In my xml file, the header looked like this:

<?xml version="1.0" encoding="utf-16"? />

In a test file, I was reading the file bytes and decoding the data as UTF-8 (not realizing the header in this file was utf-16) to create a string.

byte[] data = Files.readAllBytes(Paths.get(path));String dataString = new String(data, "UTF-8");

When I tried to deserialize this string into an object, I was seeing the same error:

javax.xml.stream.XMLStreamException: ParseError at [row,col]:[1,1]Message: Content is not allowed in prolog.

When I updated the second line to

String dataString = new String(data, "UTF-16");

I was able to deserialize the object just fine. So as Romain had noted above, the encodings need to match.

Removing the xml declaration solved it

<?xml version='1.0' encoding='utf-8'?>

Unexpected reason: # character in file path

Due to some internal bug, the error Content is not allowed in prolog also appears if the file content itself is 100% correct but you are supplying the file name like C:\Data\#22\file.xml.

This may possibly apply to other special characters, too.

How to check: If you move your file into a path without special characters and the error disappears, then it was this issue.

I was facing the same problem called "Content is not allowed in prolog" in my xml file.

Solution

Initially my root folder was '#Filename'.

When i removed the first character '#' ,the error got resolved.

No need of removing the #filename... Try in this way..

Instead of passing a File or URL object to the unmarshaller method, use a FileInputStream.

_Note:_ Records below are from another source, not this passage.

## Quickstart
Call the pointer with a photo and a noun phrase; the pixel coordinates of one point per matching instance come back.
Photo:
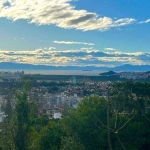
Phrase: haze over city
(75, 32)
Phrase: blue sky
(75, 32)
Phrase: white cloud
(58, 12)
(110, 49)
(146, 21)
(72, 42)
(81, 57)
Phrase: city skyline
(75, 32)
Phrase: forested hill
(119, 122)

File myFile = new File("........");Object obj = unmarshaller.unmarshal(new FileInputStream(myFile));

In the spirit of "just delete all those weird characters before the <?xml", here's my Java code, which works well with input via a BufferedReader:

 BufferedReader test = new BufferedReader(new InputStreamReader(fisTest));test.mark(4);while (true) {int earlyChar = test.read();System.out.println(earlyChar);if (earlyChar == 60) {test.reset();break;} else {test.mark(4);}}

FWIW, the bytes I was seeing are (in decimal): 239, 187, 191.

I had a tab character instead of spaces.Replacing the tab '\t' fixed the problem.

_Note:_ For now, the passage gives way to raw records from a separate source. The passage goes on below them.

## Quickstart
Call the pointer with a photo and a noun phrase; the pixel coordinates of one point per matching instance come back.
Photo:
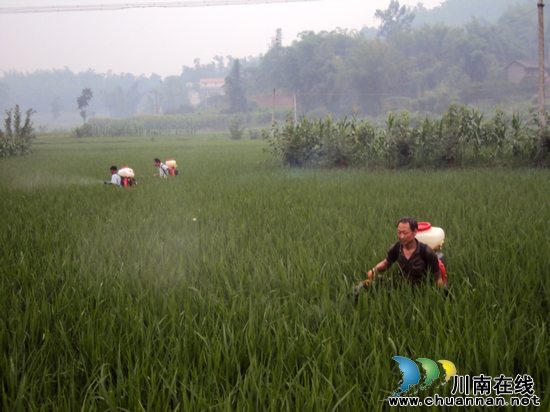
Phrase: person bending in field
(115, 178)
(163, 169)
(413, 260)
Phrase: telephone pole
(542, 109)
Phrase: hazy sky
(163, 40)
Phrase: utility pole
(542, 109)
(273, 108)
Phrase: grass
(118, 299)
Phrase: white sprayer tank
(126, 172)
(430, 235)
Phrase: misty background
(403, 57)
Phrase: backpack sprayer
(172, 167)
(434, 237)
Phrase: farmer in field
(415, 259)
(163, 169)
(115, 178)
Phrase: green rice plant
(226, 288)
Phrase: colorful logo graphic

Cut and paste the whole doc into an editor like Notepad++ and display all characters.

In my instance of the problem, the solution was to replace german umlauts (äöü) with their HTML-equivalents...

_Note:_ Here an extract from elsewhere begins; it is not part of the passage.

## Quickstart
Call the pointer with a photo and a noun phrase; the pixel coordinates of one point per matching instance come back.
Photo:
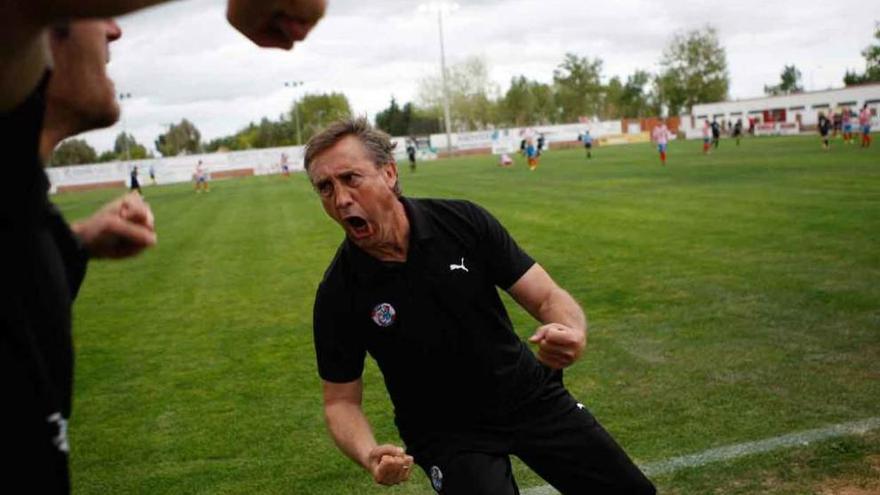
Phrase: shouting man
(414, 285)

bellow are cause above “org.xml.sax.SAXParseException: Content is not allowed in prolog” exception.

  1. First check the file path of schema.xsd and file.xml.
  2. The encoding in your XML and XSD (or DTD) should be same.
    XML file header: <?xml version='1.0' encoding='utf-8'?>
    XSD file header: <?xml version='1.0' encoding='utf-8'?>
  3. if anything comes before the XML document type declaration.i.e: hello<?xml version='1.0' encoding='utf-16'?>

I zipped the xml in a Mac OS and sent it to a Windows machine, the default compression changes these files so the encoding sent this message.

Happened to me with @JsmListener with Spring Boot when listening to IBM MQ. My method received String parameter and got this exception when I tried to deserialize it using JAXB.

It seemed that that the string I got was a result of byte[].toString(). It was a list of comma separated numbers.

I solved it by changing the parameter type to byte[] and then created a String from it:

@JmsListener(destination = "Q1")public void receiveQ1Message(byte[] msgBytes) {var msg = new String(msgBytes);

I had encountered this message when running a test case in SoapUI:

org.xml.sax.SAXParseException; systemId: file://; lineNumber: 1; columnNumber: 1; Content is not allowed in prolog.

After quite some time I figured out the reason being the following line:

def holder = groovyUtils.getXmlHolder("SoapCall#Request") // Get Request body

And the reason was that the test step was actually named "SOAPCall" and not "SoapCall". I suppose the returned string was empty, which caused the "prolog" error.